Hiya. I’m trying to find a function that will let me know the currently bound texture object.

I found the following description in the OpenGL 3.2 specification. I was expecting a simple glGetInteger function, not a glGetIntegerv function. I’m only looking for one value: the value of the texture object currently bound to the active texture unit. Why is it threatening to supply 48* x 3 unsigned integers? (Perhaps it returns the ids of the textures bound to every texture unit? And 48 is the minimum number of texture units? (seems a lot) and even then why the ‘3’?)

Type: 48* x 3 x Z+
GetCommand: GetIntegerv
Minimum Value: 0
Description: Texture object bound to TEXTURE_xD

Any help with understanding this would be very much appreciated. Thanks for looking.

glGetBooleanv, glGetDoublev, glGetFloatv, glGetIntegerv - return the value or values of a selected parameter


These four commands return values for simple state variables in GL. pname is a symbolic constant indicating the state variable to be returned, and params is a pointer to an array of the indicated type in which to place the returned data.
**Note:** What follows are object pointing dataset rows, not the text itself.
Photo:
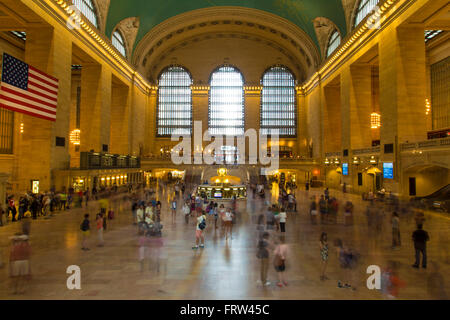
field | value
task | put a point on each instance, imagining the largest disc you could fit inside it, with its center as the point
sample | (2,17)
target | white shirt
(283,216)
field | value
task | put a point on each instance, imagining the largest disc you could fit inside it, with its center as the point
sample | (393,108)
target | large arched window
(174,102)
(226,102)
(87,8)
(119,42)
(333,42)
(364,8)
(278,105)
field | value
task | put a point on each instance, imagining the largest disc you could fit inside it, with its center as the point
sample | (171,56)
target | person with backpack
(174,209)
(263,255)
(420,238)
(201,226)
(347,259)
(100,222)
(85,230)
(228,220)
(187,211)
(280,254)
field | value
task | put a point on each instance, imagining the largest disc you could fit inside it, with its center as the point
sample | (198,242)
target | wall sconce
(375,120)
(75,137)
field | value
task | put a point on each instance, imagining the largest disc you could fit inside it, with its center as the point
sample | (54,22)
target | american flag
(27,90)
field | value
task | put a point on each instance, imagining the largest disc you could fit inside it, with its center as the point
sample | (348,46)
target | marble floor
(224,269)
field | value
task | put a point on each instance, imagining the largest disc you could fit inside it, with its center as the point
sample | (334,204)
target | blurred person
(347,260)
(228,220)
(201,226)
(280,255)
(420,238)
(100,221)
(348,213)
(174,209)
(19,259)
(187,212)
(313,210)
(85,230)
(262,254)
(282,219)
(324,254)
(396,243)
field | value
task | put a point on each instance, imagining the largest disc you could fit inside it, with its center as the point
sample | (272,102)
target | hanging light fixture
(427,107)
(375,120)
(75,137)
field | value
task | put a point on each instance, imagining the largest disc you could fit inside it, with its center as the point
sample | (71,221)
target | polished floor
(223,270)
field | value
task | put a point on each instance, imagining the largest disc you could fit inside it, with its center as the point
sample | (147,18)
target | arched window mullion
(226,102)
(333,42)
(119,42)
(278,102)
(174,102)
(363,10)
(87,8)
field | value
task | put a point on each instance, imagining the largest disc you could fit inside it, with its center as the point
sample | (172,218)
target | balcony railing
(373,150)
(428,144)
(93,160)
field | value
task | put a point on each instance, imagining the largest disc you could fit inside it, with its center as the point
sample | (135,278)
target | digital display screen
(388,170)
(345,169)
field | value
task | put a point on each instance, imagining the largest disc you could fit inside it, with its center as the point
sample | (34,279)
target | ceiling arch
(299,12)
(228,22)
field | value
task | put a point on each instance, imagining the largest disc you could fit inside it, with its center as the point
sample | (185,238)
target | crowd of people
(201,213)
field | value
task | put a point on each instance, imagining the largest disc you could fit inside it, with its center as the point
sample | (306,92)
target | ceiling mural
(300,12)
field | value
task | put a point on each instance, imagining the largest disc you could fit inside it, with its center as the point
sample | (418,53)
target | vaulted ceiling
(151,13)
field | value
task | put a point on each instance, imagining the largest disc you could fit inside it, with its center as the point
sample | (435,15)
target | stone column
(120,120)
(95,107)
(402,93)
(50,52)
(356,101)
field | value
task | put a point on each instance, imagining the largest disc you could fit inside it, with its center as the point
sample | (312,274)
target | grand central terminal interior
(314,137)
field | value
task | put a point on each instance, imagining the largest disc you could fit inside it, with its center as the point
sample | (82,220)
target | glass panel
(335,41)
(226,102)
(6,131)
(119,43)
(87,9)
(174,102)
(440,94)
(278,103)
(364,8)
(430,34)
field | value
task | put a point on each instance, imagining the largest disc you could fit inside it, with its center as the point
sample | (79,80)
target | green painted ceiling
(152,12)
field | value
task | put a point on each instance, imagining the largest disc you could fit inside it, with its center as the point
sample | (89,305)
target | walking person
(85,230)
(348,213)
(19,259)
(283,217)
(263,255)
(100,222)
(228,220)
(395,231)
(174,209)
(324,254)
(201,226)
(280,254)
(420,238)
(187,212)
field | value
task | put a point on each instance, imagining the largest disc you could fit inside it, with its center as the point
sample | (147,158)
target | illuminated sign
(345,169)
(388,170)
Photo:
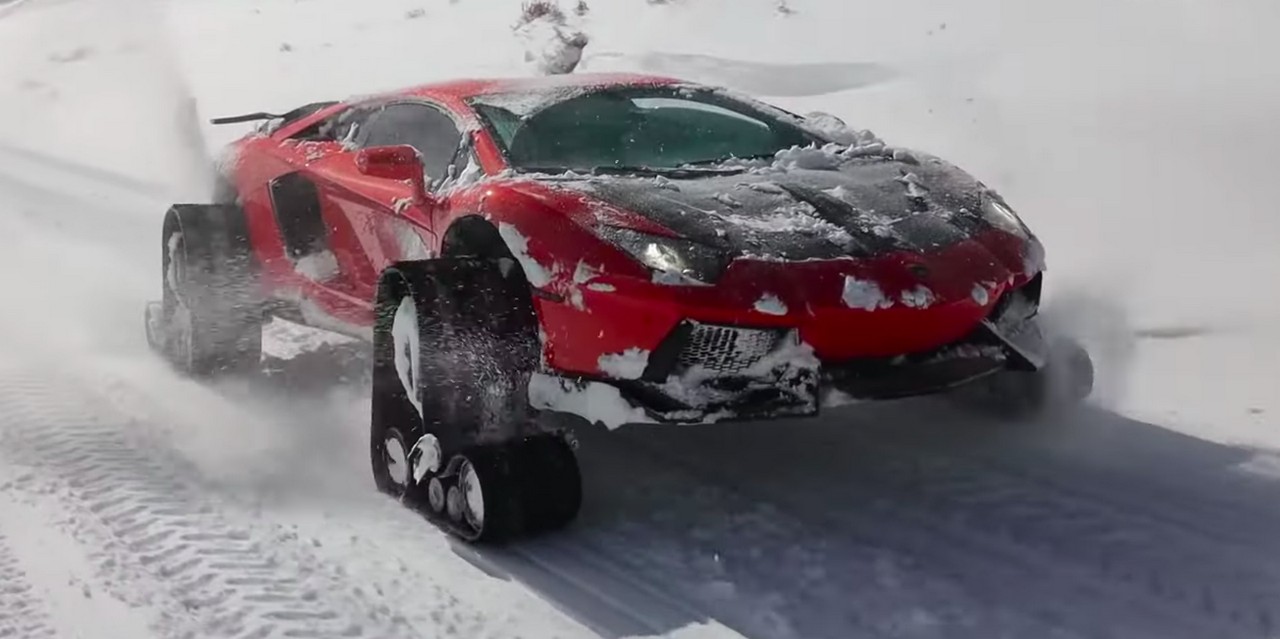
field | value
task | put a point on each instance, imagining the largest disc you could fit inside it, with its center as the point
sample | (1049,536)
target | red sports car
(620,247)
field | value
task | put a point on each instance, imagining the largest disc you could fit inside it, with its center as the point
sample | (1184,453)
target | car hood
(859,209)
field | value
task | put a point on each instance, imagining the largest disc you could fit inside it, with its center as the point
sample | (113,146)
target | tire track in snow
(1166,560)
(227,580)
(21,614)
(1144,570)
(752,565)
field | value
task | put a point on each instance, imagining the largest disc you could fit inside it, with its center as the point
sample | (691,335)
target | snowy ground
(1137,140)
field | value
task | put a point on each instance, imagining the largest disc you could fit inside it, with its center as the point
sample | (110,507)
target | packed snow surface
(137,503)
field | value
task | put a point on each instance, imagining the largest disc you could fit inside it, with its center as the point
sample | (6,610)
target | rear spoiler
(247,117)
(301,112)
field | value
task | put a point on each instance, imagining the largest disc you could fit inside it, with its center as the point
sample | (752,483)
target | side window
(419,126)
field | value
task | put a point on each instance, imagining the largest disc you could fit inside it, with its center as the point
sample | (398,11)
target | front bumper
(711,373)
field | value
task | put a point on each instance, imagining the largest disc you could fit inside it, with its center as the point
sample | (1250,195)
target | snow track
(222,579)
(1041,547)
(21,612)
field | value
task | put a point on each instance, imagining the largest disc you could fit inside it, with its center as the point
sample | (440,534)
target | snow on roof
(471,87)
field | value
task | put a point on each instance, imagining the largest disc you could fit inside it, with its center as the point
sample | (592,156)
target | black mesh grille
(727,350)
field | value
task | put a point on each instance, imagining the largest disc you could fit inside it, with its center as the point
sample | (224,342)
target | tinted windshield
(643,128)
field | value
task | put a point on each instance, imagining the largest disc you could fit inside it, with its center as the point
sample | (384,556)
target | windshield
(647,128)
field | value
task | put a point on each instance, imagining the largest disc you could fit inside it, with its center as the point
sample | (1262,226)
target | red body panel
(594,299)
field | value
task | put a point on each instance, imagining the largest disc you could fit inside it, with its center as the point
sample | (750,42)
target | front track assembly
(494,493)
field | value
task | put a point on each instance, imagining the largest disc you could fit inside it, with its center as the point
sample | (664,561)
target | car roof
(472,87)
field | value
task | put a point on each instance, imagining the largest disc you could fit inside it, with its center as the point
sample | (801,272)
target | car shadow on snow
(908,519)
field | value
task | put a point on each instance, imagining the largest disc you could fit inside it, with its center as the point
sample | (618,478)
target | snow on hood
(817,202)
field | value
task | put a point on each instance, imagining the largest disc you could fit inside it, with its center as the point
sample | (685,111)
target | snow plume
(552,45)
(1100,322)
(117,56)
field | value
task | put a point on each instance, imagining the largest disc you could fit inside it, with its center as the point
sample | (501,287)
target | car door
(379,224)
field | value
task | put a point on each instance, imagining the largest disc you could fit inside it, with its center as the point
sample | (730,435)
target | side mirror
(398,161)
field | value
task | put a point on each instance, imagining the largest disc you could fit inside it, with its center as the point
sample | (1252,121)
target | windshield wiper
(681,172)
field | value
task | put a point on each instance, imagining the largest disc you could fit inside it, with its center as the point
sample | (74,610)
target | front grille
(726,350)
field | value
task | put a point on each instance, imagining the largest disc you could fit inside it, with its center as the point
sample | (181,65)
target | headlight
(671,256)
(1000,215)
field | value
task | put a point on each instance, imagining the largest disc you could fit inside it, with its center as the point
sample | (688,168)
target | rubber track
(21,612)
(220,573)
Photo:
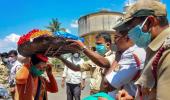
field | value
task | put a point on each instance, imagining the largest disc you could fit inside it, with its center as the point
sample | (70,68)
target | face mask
(5,60)
(141,39)
(101,49)
(11,59)
(76,55)
(36,72)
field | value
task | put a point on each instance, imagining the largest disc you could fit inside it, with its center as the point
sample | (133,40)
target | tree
(54,25)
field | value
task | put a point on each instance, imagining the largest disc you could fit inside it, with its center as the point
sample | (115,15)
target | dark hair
(106,37)
(13,52)
(35,60)
(4,54)
(163,21)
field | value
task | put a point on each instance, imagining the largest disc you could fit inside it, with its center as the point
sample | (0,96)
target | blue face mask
(101,49)
(141,39)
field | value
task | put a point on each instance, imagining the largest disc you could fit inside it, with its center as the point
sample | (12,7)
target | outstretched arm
(51,85)
(95,57)
(69,64)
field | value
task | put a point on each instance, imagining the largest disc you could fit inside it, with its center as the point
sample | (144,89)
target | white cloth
(127,69)
(15,66)
(74,77)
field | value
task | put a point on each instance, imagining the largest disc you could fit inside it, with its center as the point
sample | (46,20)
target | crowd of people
(138,69)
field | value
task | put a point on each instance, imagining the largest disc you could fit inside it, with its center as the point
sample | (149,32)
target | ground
(61,95)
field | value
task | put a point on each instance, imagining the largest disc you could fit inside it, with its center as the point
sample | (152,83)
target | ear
(152,21)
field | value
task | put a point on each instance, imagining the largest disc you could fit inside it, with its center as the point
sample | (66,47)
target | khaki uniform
(147,80)
(4,75)
(97,73)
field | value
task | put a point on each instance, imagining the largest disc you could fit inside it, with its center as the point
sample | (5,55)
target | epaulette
(166,44)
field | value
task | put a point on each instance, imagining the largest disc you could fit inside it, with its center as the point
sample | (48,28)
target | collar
(159,40)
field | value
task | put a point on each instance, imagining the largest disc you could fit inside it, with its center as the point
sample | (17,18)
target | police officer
(147,25)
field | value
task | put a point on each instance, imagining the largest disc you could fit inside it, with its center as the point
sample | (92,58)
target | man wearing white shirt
(75,80)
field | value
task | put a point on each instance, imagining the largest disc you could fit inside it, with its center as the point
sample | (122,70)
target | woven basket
(48,45)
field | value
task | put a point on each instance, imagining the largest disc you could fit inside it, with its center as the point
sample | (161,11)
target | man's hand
(82,86)
(114,67)
(49,69)
(123,95)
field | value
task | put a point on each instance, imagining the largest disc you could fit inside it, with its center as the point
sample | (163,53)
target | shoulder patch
(167,42)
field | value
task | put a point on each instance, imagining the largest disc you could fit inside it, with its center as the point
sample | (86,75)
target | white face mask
(12,59)
(76,55)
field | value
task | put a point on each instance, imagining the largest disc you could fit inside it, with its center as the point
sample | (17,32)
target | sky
(17,17)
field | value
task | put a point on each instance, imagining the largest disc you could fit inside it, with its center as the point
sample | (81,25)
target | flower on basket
(32,35)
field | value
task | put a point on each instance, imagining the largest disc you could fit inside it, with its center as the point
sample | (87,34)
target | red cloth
(27,84)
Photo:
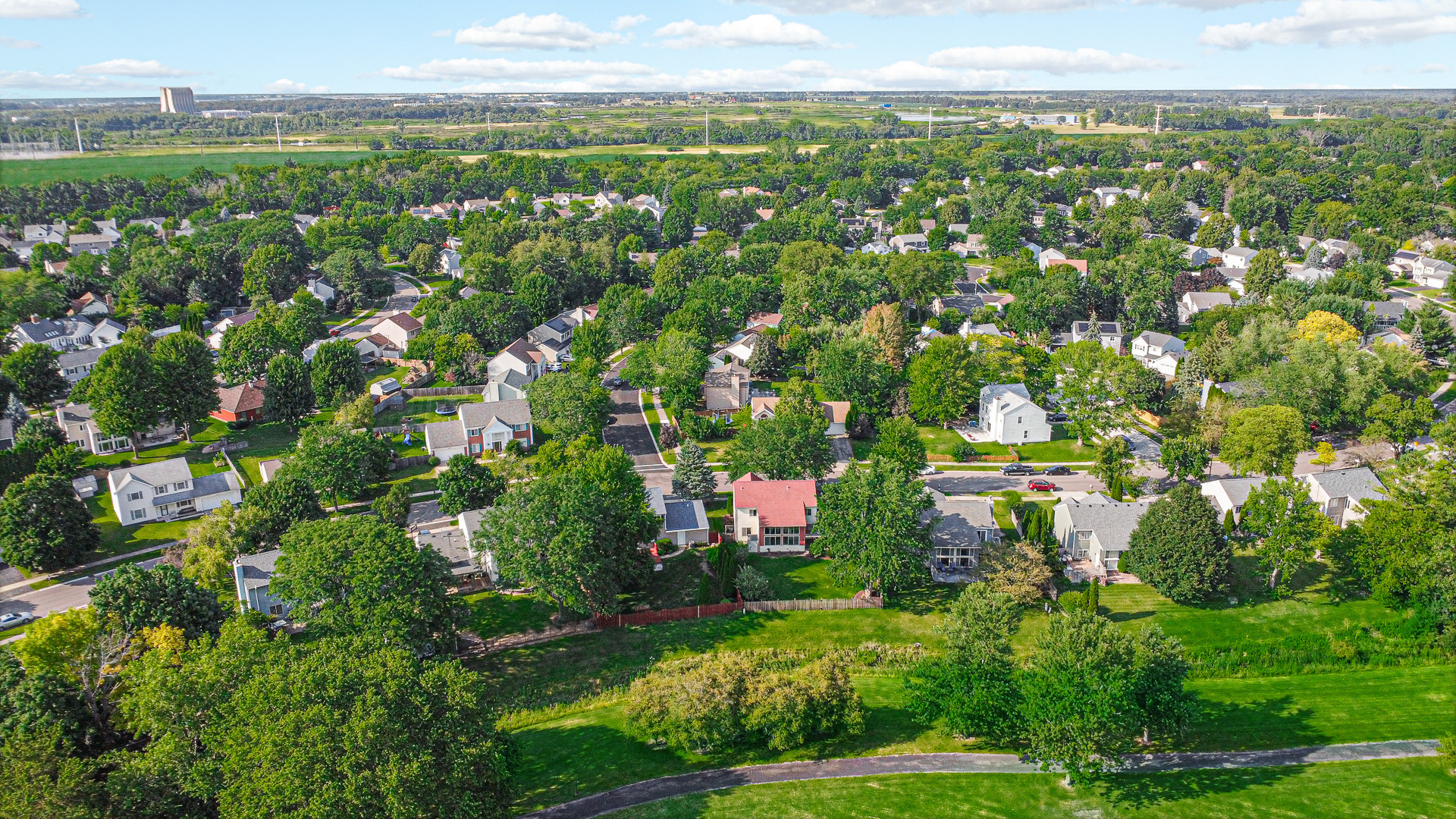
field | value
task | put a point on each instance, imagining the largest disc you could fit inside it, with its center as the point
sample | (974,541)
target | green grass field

Type conversion is performed if params has a different type than the state variable value being requested. If glGetBooleanv is called, a floating-point (or integer) value is converted to GL_FALSE if and only if it is 0.0 (or 0). Otherwise, it is converted to GL_TRUE. If glGetIntegerv is called, boolean values are returned as GL_TRUE or GL_FALSE, and most floating-point values are rounded to the nearest integer value. Floating-point colors and normals, however, are returned with a linear mapping that maps 1.0 to the most positive representable integer value, and -1.0 to the most negative representable integer value. If glGetFloatv or glGetDoublev is called, boolean values are returned as GL_TRUE or GL_FALSE, and integer values are converted to floating-point values.


params returns a single value, the name of the texture currently bound to the target GL_TEXTURE_2D. The initial value is 0. See glBindTexture.

So basically as I understand it you only have to supply an array of the size you expect to get back. In this case a single value.

Frankly, unless there is some overriding reason why, it’s always going to be quicker to keep track on the client side, rather than use glGet commands. They are slow, and should certainly not be used in production code which is required to run efficiently.

Cool, thanks for the tip. I’ll give that a go (keeping track on the client side). Sounds much better.